Questa “oscura” modalità di diffusione ha, al momento, favorito Gaza e la Cisgiordania.  Due aree dove il sovraffollamento rende praticamente impraticabile il distanziamento sociale e dove il sistema sanitario, debolissimo, non sarebbe in grado di far fronte ad un’epidemia. 

Scartando per scaramanzia l’ipotesi che, semplicemente, il virus non sia ancora arrivato nei territori, è bello e possibile- per quanto ne sappiamo- pensare che siano stati i giovani a salvare il popolo palestinese. Una popolazione giovane, infatti, ha più possibilità di contrarre il virus in forme lievi, asintomatiche e meno contagiose e quindi di limitare l’esplosione del Covid-19.

Se i giovani hanno rallentato il coronavirus, quest’ultimo non ha sicuramente bloccato le mire israeliane sulla Cisgiordania.

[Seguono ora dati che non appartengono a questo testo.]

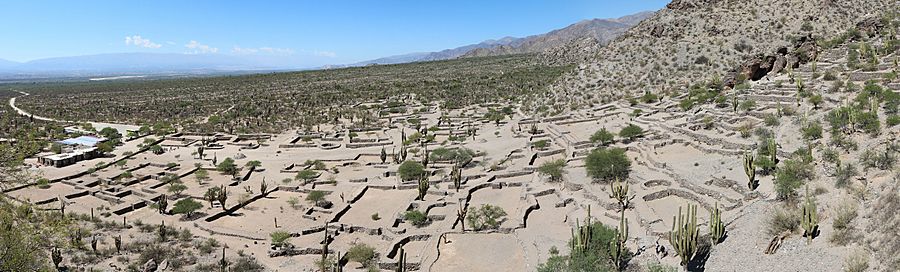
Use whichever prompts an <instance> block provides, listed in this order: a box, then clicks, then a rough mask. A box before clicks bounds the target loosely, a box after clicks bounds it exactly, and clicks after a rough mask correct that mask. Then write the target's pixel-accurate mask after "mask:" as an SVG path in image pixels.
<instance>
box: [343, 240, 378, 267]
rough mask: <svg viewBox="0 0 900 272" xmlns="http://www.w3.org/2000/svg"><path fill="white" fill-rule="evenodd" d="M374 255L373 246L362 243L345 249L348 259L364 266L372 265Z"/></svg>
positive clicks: (359, 243) (373, 249)
mask: <svg viewBox="0 0 900 272" xmlns="http://www.w3.org/2000/svg"><path fill="white" fill-rule="evenodd" d="M376 257H377V253H375V248H374V247H372V246H369V245H367V244H363V243H359V244H355V245H353V246H352V247H350V250H348V251H347V259H348V260H350V261H351V262H357V263H359V264H361V265H363V266H366V267H368V266H370V265H373V264H374V263H375V262H374V261H375V258H376Z"/></svg>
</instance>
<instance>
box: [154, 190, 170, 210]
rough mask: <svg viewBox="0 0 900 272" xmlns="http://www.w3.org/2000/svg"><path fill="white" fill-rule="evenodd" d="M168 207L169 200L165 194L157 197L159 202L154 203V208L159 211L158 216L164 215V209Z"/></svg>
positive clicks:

Anzi, il nuovo governo di emergenza, che vede coalizzati gli ex arcinemici Benjamin Netanyahu e Benny Gantz, è di fatto il governo dell’annessione. Programmaticamente, sostiene il primo ministro, l’esecutivo sarà “l’occasione per promuovere la pace e la sicurezza basandoci sulle intese raggiunte col presidente Trump”. Tutta l’operazione, naturalmente, è stata benedetta dall’amministrazione Trump che, nonostante il contenimento, ha inviato nel paese mediorientale il Segretario di Stato Mike Pompeo.

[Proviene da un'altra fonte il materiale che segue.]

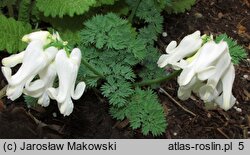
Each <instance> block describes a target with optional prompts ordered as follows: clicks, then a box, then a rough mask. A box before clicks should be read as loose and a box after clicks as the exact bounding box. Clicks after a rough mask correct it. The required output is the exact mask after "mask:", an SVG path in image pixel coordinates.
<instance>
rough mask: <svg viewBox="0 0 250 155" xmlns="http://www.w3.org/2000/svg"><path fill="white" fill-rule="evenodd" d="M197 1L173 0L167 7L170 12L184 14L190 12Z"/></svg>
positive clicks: (166, 7) (190, 0) (193, 0)
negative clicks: (188, 10) (187, 12)
mask: <svg viewBox="0 0 250 155" xmlns="http://www.w3.org/2000/svg"><path fill="white" fill-rule="evenodd" d="M195 1H196V0H172V1H171V2H170V4H169V5H168V6H167V7H166V10H167V11H168V12H173V13H183V12H185V11H186V10H190V9H191V7H192V6H193V5H194V4H195Z"/></svg>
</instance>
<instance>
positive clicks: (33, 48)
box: [2, 40, 58, 100]
mask: <svg viewBox="0 0 250 155" xmlns="http://www.w3.org/2000/svg"><path fill="white" fill-rule="evenodd" d="M57 51H58V50H57V49H56V48H55V47H50V48H47V49H46V50H45V51H44V49H43V43H42V42H41V41H40V40H34V41H32V42H31V43H30V44H29V45H28V46H27V48H26V50H25V51H24V52H23V53H21V54H19V55H15V56H10V57H9V58H5V59H3V60H2V63H3V65H6V66H4V67H2V72H3V74H4V76H5V78H6V80H7V81H8V88H7V92H6V95H7V96H8V98H9V99H11V100H15V99H17V98H18V97H20V96H21V94H22V92H23V87H24V85H25V83H26V82H27V81H29V80H30V81H32V79H33V78H34V77H35V76H36V75H37V74H38V73H39V72H40V71H41V70H42V69H43V68H45V67H46V66H47V65H48V64H49V63H50V62H51V61H52V60H53V59H54V57H55V55H56V53H57ZM16 60H18V61H17V62H15V61H16ZM21 62H22V65H21V67H20V68H19V70H18V71H17V72H16V73H15V74H14V75H12V71H11V68H10V67H14V66H15V65H16V64H17V63H21ZM40 84H41V82H40ZM40 86H41V87H43V86H42V85H40Z"/></svg>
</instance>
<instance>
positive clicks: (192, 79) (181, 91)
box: [177, 76, 204, 100]
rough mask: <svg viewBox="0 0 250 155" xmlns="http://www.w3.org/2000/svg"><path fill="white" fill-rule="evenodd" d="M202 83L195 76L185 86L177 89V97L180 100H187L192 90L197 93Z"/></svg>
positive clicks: (189, 95) (201, 85) (200, 86)
mask: <svg viewBox="0 0 250 155" xmlns="http://www.w3.org/2000/svg"><path fill="white" fill-rule="evenodd" d="M203 85H204V83H202V81H200V80H199V79H198V78H197V77H196V76H194V77H193V78H192V80H191V81H190V82H189V83H188V84H187V85H185V86H180V87H179V89H178V93H177V95H178V98H179V99H181V100H187V99H188V98H190V96H191V94H192V92H194V93H195V94H198V92H199V91H198V90H199V89H200V88H201V87H202V86H203Z"/></svg>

I territori oggetto dell’annessione sono quelli conquistati nella guerra del 1967 e rivendicati dai palestinesi che considerano illegali gli insediamenti israeliani in Cisgiordania. Una posizione condivisa da molti Paesi e sostenuta anche da diverse risoluzioni del Consiglio di sicurezza delle Nazioni Unite che valutano gli insediamenti contrari al diritto internazionale in contrasto con la Quarta Convenzione di Ginevra, quella che vieta alle potenze occupanti di trasferire la popolazione dalle aree conquistate.

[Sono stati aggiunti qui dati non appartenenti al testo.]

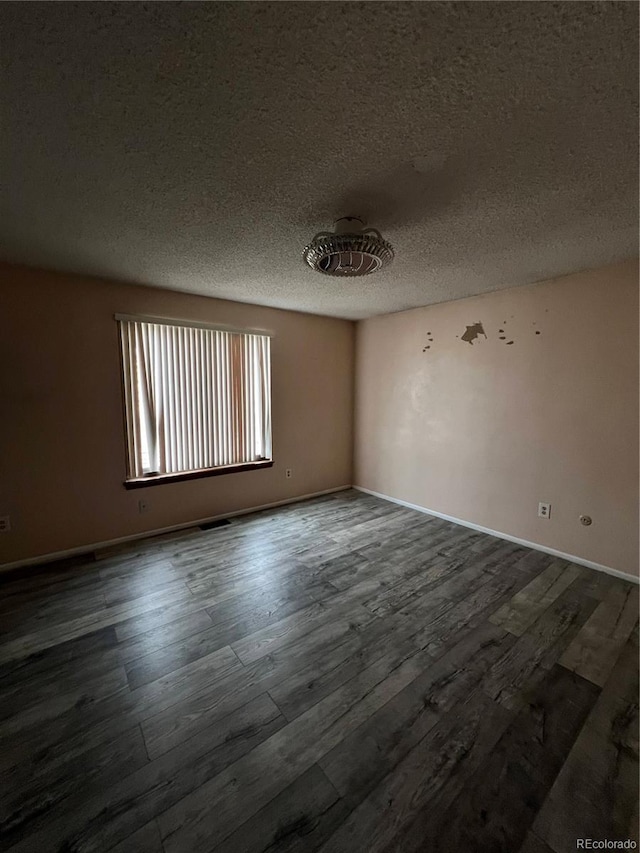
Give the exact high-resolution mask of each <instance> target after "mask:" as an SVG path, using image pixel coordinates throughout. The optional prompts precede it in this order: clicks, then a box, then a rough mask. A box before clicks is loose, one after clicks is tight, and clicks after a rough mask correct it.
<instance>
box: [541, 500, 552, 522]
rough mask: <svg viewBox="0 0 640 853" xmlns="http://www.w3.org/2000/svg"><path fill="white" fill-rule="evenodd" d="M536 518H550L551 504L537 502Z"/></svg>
mask: <svg viewBox="0 0 640 853" xmlns="http://www.w3.org/2000/svg"><path fill="white" fill-rule="evenodd" d="M538 518H547V519H548V518H551V504H545V503H539V504H538Z"/></svg>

Questa posizione, condivisa fino allo scorso anno anche dagli Usa, è stata abbandonata dall’amministrazione Trump che non considerare più gli insediamenti israeliani come una violazione del diritto. Conseguentemente, il piano di pace statunitense presentato a gennaio, riconosce la sovranità israeliana sui principali blocchi di insediamenti in Cisgiordania.

Si tratta di una scelta che, afferma Hanan Ashrawi, una politica della minoranza cristiana anglicana e alta funzionaria dell’Organizzazione per la liberazione della Palestina, è “estremamente pericolosa non solo per la Palestina, per Israele e per la regione, ma per il mondo”.  Molte sono le voci contrarie anche in Israele. Il grande scrittore Abraham B. Yehoshua, ad esempio, sostiene che “l’annessione è apartheid”.

Purtroppo, incoraggiati dal sostegno statunitense e dalle scelte politiche interne, i coloni ebrei, nel pieno della crisi da coronavirus, hanno moltiplicano gli attacchi contro i palestinesi.  Nonostante le restrizioni agli spostamenti imposti per contenere il COVID-19, sono aumentati gli atti di violenza. Alcuni coloni aggredito fisicamente i palestinesi, sono state prese di mira le case, incendiate automobili, vandalizzati e sradicati uliveti e altre colture ed è stato disperso il bestiame. Azioni che, secondo molti, godono della complicità delle autorità politiche e militari israeliane e sono parte dell’agenda politica che mira all’espropriazione.

Tempi oscuri attendono quell’area senza pace. Sia sul fronte dell’epidemia che su quello della convivenza.